The rabbis teach that Israel entered into the covenant with God by three rites; Circumcision, Immersion, and Sacrifice. In this week’s Parashah we are going to explore Israel’s Mikveh (immersion). With the incident of the final plague and all the events of Passover, Israel had now experienced redemption; they had left Egypt. As they approached the Reed Sea, God was about to take them through the symbolic event that would demonstrate that reality.

In I Cor 10 Rav Sha’ul discusses this mikveh. He said that “Our forefathers were all under the cloud and they all passed through the sea. They were all immersed into Moshe in the cloud and in the sea”. The mikveh in the Torah always symbolizes a change in status. When a leper was cleansed, he was mikvehed. An unclean individual immersed himself as part of the cleansing process. Israel had undergone the greatest change of status there is, they had changed from being a powerless group of slaves to the holy, unique people of Almighty God. Under the renewed covenant, the mikveh has much the same meaning, it symbolizes our change in status from sinful, unredeemed individuals to co-heirs with the Messiah, part of the holy nation and the royal priesthood, and included among the righteous remnant of Israel.

So how does the mikveh, Torah, the Messiah and our redemption fit together? The Messiah’s mikveh was to fulfill all righteousness. What does this mean? Righteousness is ‘doing what is right’, and in our context, doing what is right in the eyes of God. Torah was given to show us what God thinks is right so part of the reason Yahushua was mikvehed was in obedience to God’s commands, fulfilling His duty under Torah. Even moreso, however, is that the mikveh symbolizes the covenant of Torah. Back to Rav Sha’ul’s exposition. He says that they were immersed into Moshe. Moshe, in the writings of the Talmidim and in the words of Yahushua Himself is often used to symbolize Torah (i.e. Moshe and the prophets). Therefore, part of what Sha’ul is saying is that Israel was mikvehed as a symbol of their taking on the ‘yoke of the Mitzvot’, now that they had taken on the ‘Yoke of Heaven’ through their experience of redemption. Because they are ’our forefathers’ (for Jew and Gentile alike in the renewed covenant) and these things happened to provide us an example, our mikveh experience includes this as well. It is symbolic of our entrance into the redeemed community of God (Israel) with all the privileges (salvation, covenant blessings, etc.) and responsibilities (mitzvot).

Rav Sha’ul’s midrash not only provides us an example but also a warning. The mikveh is symbolic of a redemption experience and entrance into the redeemed community and is to be taken very seriously. Sha’ul warns us not to be like some of them (the Israelites who came out of Egypt) who grumbled and rebelled and experienced God’s judgement.

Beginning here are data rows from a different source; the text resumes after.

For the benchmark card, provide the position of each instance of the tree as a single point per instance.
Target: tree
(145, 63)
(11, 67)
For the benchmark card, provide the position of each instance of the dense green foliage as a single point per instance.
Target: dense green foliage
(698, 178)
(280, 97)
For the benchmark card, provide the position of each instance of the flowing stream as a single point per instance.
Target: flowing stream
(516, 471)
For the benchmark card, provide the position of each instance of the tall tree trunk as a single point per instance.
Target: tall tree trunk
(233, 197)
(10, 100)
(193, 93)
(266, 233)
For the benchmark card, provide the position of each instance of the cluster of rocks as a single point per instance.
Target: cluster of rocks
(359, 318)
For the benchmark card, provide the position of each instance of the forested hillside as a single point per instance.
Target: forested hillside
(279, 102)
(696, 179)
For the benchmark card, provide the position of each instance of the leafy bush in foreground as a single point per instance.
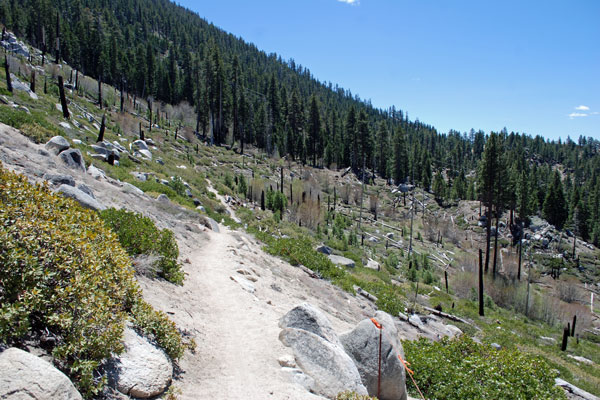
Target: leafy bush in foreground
(138, 235)
(463, 369)
(64, 275)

They may have come through the Reed Sea but they had not experienced circumcision of the heart. For them, mikveh was just getting wet. We need to constantly be on our guard to make sure our mikveh experience is not just a dunk in a river but a truly life changing experience, an experience of death and life. The mikveh is symbolic of our entrance into God’s unique coevenant community. If we do not uphold our end of that covenant, we can expect to be judged and judged severely. We do not want God’s Name to be blasphemed before the world on account of us, He does not look on the smearing of His Name very kindly. But Rav Sha’ul ends with a promise. It may be difficult to live as the redeemed people of God and adhere to the covenant. But God is faithful and does not command or allow things that are impossible for us and will always provide us the way and the strength to stand for Truth and righteousness and thus make Abba proud.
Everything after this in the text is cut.